Eric Schlosser’in çarpıcı örnekleriyle devam edelim..’’IFF, -International Flavors & Fragrances Inc.- 1833 yılından beri faaliyette olan dünyanın en büyük aroma şirketi.. Estee Lauder’in  Beautiful, Clinique’in Happy, Lancome’un Tresor ve Calvin Klein’ın Eternity markaları da dahil olmak üzere, ABD’nin en çok satan on parfümünün altısının kokularını imal ediyor. Ayrıca deodorant, bulaşık deterjanı, banyo sabunu, şampuan, mobilya ve yer cilası gibi ev ürünlerinin kokularını da üretiyor. Bütün bu aromalar aynı temel yöntemle üretiliyor. Uçucu kimyasal maddelerin moleküler yapılarıyla oynanarak belli kokular elde ediliyor. Dondurulmuş  yemeğinizin tadının belirlenmesinde kullanılan temel bilimsel yöntem, tıraş kreminizin kokusu üretilirken kullanılandan farklı değil.

Örneğin ‘’doğal duman aroması’’.. Talaş yakılarak ve havaya salınan aroma verici kimyasal maddeleri yakalayarak doğal tütsü aroması imal ediliyor.
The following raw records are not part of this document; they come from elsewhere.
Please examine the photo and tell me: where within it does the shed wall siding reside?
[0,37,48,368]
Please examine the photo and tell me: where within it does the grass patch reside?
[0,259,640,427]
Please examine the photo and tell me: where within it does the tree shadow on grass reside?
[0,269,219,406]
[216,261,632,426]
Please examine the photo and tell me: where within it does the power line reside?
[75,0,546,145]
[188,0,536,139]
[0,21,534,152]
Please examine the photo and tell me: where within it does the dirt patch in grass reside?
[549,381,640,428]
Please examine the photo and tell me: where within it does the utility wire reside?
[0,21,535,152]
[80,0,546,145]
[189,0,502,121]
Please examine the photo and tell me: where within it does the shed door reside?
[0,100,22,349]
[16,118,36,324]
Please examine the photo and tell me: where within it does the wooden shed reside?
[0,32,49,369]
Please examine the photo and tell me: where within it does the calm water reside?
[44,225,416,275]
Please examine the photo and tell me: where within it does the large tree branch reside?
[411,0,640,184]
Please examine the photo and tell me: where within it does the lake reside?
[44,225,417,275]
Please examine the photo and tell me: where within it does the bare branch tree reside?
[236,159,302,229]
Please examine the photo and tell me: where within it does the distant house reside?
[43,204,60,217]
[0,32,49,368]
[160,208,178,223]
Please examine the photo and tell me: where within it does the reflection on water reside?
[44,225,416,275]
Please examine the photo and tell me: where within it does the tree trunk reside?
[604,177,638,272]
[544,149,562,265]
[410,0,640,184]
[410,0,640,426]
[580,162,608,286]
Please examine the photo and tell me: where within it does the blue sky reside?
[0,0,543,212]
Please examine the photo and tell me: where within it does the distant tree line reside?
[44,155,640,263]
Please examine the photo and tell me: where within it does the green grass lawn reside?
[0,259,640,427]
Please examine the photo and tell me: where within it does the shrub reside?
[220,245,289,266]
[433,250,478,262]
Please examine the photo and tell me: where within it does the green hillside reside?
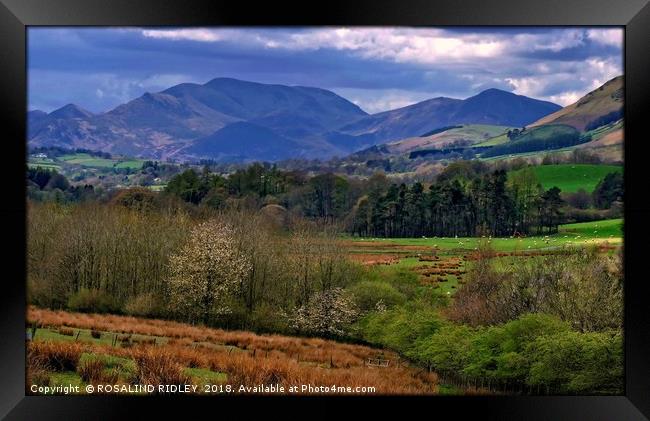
[481,124,587,158]
[508,164,623,193]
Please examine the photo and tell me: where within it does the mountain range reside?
[28,78,561,161]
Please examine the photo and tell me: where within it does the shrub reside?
[360,304,442,354]
[124,294,162,317]
[68,288,120,313]
[291,288,359,337]
[27,341,83,371]
[349,281,405,312]
[529,331,623,394]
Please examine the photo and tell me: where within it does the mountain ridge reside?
[28,78,560,160]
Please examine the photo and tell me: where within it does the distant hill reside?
[28,78,559,160]
[508,164,623,193]
[184,121,301,161]
[385,124,511,153]
[48,104,93,119]
[530,76,624,131]
[338,89,561,143]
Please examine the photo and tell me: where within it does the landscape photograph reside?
[24,26,631,396]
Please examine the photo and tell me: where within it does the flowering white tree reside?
[291,288,359,336]
[168,220,251,324]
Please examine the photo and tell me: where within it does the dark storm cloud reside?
[28,27,622,112]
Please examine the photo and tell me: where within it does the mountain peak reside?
[49,104,93,119]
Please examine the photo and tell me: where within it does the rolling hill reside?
[509,164,623,193]
[530,76,624,131]
[378,124,511,153]
[28,78,559,160]
[28,78,367,159]
[338,89,560,143]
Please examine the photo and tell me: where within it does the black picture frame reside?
[0,0,650,420]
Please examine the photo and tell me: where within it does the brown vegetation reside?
[28,307,437,394]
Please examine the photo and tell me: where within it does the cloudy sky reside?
[28,27,623,113]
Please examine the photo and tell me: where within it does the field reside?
[341,219,623,295]
[387,124,510,153]
[508,164,623,193]
[58,153,144,169]
[27,307,438,394]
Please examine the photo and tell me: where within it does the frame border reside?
[0,0,650,420]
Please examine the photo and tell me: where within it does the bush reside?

Sonra bu duman suyla yakalanıp şişeleniyor. Ve odun ateşinde pişmiş izlenimi veren yiyecekler satmak isteyen şirketlere satılıyor. ‘’

chemdrawing

Gıda endüstrisine tatlandırıcıları (aspartam), koruyucuları (benzoat), renk vericileri (E102) ve lezzet artıcı katkıları (MSG)hediye eden dahi aromacılara saygı duymamak mümkün değil ama çarpıcı örnekleri arttırmak mümkün..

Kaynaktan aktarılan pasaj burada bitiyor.